Money can be in various forms, such as notes, coins, credit and debit cards, and bank checks. Traditionally, economists considered four main functions of money, which are a medium of exchange, a measure of value, a standard of deferred payment, and a store of value.
However, in modern days, only three functions of money, such as a medium of exchange, measure of value, and a store of value are taken into consideration.
Functions of Money
Economists considered four main functions of money, which are a medium of exchange, a measure of value, a standard of deferred payment, and a store of value.
These functions are broadly grouped into two categories, which are shown in Figure 1:
- Primary Functions
Refer to the basic or original functions of money. The primary functions of money include:
(a) Medium of Exchange
Refers to a function of money in which money is considered as a mode of exchanging goods. The medium of exchange function is considered as the main and unique function of money as it has solved the main problem of barter system of double coincidence of wants.
Double coincidence of wants refers to the condition when one person receives the commodity provided by the other person in exchange. For example, a butcher would not get the cloth unless the weaver does not require meat.
In such a case, it is essential that both the parties require goods that they are receiving from each other. Therefore, it was difficult to obtain required goods. However, with the introduction of money, goods are easily made available without dependence on any other good.
This is due to the fact that money is generally acceptable throughout an economy. Apart from this, money is also considered as medium of exchange as it is easily portable and divisible as well as authenticated by the government.
(b) Measure of Value
Refers to a function of money that helps in determining the value of goods and services. The value of all goods and services are expressed in terms of money. Money is taken as the common denominator while measuring the value of goods and services in monetary terms.
The measure of value function of money has the following advantages:
- Helps in comparing and calculating the exchange rates between two goods
- Provides more meaningful accounting systems
- Helps in determining and comparing national income of different countries
- Helps in comparing the cost incurred on production and distribution and the revenue generated from the consumption of goods and services
- Secondary Functions
Refer to important functions of money that are obtained from primary functions.
The secondary functions of money are as follows:
(a) Store of Value
Refers to a secondary function that has been derived from the medium of exchange function of money. Generally, individuals store their wealth in the form of money. Therefore, money acts as an asset that sustains value over a period of time.
In barter system, there used to be only one transaction, which was a simultaneous sale and purchase of goods and services. However, in money economy, the sale and purchase are considered as two separate functions. It can be possible when money not only serves as a medium of exchange, but also store of value. For example, salary drawn by an individual is not spent simultaneously rather it is consumed gradually for purchasing different goods and services.

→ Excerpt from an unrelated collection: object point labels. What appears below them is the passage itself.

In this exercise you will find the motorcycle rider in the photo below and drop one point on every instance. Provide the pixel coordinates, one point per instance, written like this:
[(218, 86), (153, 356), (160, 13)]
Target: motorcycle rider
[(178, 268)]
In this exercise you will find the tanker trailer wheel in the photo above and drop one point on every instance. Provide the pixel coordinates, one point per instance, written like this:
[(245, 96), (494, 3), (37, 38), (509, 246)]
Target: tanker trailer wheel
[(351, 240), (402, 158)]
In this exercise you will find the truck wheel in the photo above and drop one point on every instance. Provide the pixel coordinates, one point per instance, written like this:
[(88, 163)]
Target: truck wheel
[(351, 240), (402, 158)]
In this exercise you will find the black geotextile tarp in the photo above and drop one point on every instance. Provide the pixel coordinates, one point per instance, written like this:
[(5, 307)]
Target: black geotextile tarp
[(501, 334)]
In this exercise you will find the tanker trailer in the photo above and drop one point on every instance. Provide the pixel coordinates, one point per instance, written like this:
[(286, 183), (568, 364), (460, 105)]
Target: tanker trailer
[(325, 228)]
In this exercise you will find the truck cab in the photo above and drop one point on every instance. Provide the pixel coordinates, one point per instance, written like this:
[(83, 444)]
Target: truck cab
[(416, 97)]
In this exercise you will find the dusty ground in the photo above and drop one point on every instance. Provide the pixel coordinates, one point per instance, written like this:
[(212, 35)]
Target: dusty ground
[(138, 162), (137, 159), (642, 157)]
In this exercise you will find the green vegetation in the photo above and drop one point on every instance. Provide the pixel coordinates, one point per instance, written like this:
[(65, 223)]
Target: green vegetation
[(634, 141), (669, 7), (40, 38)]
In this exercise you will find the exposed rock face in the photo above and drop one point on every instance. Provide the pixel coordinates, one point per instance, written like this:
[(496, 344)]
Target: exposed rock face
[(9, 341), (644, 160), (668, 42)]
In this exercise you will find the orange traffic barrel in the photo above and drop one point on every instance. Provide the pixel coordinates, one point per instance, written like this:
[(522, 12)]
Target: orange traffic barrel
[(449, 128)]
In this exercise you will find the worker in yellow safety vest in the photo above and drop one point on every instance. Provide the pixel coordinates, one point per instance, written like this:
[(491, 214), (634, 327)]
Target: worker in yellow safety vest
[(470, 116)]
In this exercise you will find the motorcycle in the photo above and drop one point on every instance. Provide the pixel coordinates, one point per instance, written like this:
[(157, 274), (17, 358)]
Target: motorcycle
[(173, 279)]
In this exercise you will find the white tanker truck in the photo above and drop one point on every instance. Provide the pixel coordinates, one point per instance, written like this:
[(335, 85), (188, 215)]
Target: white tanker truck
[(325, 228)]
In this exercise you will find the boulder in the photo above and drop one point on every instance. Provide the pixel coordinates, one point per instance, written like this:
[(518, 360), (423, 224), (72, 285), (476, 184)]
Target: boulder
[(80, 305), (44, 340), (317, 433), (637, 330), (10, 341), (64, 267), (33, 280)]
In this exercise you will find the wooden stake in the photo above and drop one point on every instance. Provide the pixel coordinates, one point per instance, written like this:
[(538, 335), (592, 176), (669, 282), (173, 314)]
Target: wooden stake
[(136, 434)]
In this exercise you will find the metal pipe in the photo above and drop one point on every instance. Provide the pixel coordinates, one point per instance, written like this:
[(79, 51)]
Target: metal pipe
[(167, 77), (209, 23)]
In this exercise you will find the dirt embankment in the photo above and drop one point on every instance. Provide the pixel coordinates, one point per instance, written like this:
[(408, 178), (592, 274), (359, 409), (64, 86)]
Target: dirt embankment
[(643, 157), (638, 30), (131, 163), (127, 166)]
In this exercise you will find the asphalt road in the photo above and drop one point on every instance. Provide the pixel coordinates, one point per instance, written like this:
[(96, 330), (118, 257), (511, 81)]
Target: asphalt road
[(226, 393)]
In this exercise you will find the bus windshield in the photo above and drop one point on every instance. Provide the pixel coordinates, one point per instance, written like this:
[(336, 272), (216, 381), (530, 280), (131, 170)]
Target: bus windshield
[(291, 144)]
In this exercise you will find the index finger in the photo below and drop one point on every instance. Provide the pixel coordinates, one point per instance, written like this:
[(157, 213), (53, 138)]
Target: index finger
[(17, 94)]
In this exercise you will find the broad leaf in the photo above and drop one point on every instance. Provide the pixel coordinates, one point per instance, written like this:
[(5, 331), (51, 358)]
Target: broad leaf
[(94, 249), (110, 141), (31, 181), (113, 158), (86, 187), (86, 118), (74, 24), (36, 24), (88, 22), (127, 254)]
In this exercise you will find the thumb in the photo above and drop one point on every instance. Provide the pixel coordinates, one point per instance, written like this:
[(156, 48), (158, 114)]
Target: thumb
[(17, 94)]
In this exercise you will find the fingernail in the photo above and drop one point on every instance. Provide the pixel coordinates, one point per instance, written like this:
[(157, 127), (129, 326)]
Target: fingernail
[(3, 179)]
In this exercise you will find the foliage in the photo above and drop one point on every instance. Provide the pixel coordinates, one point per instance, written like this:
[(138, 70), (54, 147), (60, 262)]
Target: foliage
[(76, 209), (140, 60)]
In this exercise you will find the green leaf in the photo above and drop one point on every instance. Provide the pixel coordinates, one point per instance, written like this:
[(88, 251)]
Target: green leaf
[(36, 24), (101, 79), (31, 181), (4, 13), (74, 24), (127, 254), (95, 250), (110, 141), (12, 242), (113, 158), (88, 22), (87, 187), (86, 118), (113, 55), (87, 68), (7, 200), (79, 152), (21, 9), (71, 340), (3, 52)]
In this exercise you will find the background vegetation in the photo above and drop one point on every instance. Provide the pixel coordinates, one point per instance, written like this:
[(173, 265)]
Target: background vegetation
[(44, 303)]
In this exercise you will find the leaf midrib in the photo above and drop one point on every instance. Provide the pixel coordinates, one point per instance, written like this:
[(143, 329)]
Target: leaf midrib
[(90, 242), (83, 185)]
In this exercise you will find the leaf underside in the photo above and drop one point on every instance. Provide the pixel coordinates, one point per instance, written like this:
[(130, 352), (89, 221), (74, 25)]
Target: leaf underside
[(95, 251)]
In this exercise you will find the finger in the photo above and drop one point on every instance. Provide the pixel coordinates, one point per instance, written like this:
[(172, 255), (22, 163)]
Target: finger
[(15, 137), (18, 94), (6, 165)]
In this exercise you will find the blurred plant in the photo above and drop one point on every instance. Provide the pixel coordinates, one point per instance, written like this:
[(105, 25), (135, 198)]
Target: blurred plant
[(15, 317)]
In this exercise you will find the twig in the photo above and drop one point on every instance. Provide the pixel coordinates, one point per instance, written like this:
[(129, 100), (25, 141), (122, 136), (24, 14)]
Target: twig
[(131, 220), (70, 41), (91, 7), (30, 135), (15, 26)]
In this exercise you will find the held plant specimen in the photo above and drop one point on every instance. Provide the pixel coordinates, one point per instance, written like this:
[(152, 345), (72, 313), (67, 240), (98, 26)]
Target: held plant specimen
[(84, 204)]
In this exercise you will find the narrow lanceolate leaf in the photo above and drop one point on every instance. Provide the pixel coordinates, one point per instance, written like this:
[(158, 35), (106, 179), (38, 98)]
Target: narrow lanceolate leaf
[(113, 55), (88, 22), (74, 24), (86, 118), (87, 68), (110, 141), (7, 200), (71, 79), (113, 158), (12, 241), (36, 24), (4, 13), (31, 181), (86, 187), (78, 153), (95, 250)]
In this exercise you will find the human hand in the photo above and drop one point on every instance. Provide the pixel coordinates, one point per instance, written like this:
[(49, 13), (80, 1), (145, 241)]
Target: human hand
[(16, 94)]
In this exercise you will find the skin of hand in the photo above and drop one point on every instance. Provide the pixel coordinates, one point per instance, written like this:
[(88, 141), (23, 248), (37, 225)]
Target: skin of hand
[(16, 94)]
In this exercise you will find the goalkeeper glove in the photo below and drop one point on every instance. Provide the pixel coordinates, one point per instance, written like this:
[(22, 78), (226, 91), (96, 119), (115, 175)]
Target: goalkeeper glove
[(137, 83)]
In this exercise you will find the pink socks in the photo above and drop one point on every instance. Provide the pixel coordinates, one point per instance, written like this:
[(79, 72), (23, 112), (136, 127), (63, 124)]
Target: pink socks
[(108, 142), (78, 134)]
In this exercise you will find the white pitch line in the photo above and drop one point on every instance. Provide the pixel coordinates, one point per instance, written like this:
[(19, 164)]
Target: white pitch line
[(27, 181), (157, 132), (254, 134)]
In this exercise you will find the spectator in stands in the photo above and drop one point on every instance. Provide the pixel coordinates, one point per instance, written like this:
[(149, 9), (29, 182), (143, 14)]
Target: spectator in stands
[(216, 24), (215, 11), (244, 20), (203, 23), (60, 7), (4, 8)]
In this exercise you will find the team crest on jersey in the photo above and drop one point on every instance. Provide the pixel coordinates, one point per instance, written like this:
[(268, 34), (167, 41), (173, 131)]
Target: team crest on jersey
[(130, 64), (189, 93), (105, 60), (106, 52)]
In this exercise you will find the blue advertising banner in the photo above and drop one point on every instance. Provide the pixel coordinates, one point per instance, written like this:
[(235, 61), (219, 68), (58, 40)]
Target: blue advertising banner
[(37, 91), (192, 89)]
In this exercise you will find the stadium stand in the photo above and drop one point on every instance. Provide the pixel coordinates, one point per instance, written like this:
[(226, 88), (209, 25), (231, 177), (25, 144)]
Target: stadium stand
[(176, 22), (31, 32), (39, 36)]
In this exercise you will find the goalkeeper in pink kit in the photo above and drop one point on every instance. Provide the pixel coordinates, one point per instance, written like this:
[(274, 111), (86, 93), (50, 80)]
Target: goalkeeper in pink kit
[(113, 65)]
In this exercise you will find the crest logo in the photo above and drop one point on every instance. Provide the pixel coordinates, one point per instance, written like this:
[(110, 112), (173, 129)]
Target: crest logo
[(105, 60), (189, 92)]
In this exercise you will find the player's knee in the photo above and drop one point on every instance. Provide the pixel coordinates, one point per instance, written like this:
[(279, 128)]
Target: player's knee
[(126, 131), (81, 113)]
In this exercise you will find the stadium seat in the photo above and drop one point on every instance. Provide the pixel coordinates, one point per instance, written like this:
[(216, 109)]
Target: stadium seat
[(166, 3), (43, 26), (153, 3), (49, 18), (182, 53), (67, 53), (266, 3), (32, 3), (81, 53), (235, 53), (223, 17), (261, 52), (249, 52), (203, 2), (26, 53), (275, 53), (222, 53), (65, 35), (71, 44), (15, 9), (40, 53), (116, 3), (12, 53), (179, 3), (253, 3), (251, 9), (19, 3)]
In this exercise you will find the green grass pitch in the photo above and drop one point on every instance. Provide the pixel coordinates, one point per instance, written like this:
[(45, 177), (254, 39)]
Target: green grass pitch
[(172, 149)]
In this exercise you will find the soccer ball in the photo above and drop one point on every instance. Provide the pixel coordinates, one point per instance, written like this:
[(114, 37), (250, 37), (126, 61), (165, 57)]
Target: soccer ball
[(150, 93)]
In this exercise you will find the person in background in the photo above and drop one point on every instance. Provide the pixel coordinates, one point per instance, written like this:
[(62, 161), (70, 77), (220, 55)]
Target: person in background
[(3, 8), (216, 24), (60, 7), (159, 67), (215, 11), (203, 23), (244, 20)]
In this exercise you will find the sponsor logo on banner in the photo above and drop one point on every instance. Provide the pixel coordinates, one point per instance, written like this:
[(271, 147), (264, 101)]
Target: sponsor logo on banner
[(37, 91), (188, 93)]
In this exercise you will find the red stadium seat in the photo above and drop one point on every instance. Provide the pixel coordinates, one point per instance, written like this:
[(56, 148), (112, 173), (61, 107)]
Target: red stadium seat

(b) Standard of Deferred Payments
Refers to one of the most important functions of money. Deferred payments refer to payments made on loans, salaries, pensions, insurance premium, interests, and rents. The necessary condition for deferred payment is that the amount of repaid money should be the same as it was at the time of purchase.
In barter system, it was not possible to find out whether the amount returned in the form of commodity is same as it was at the time of purchase. For example, the price of one quintal rice purchased today would not be same after one year. However, the standard of deferred payment function of money is not free from limitations as the value of money has always remained a subject of fluctuations due to inflation.
Different economists have given different viewpoints on money. They treated money as a concept rather than a commodity. The definition of money has always been a controversial issue. Therefore, a universally accepted definition of money has not been provided.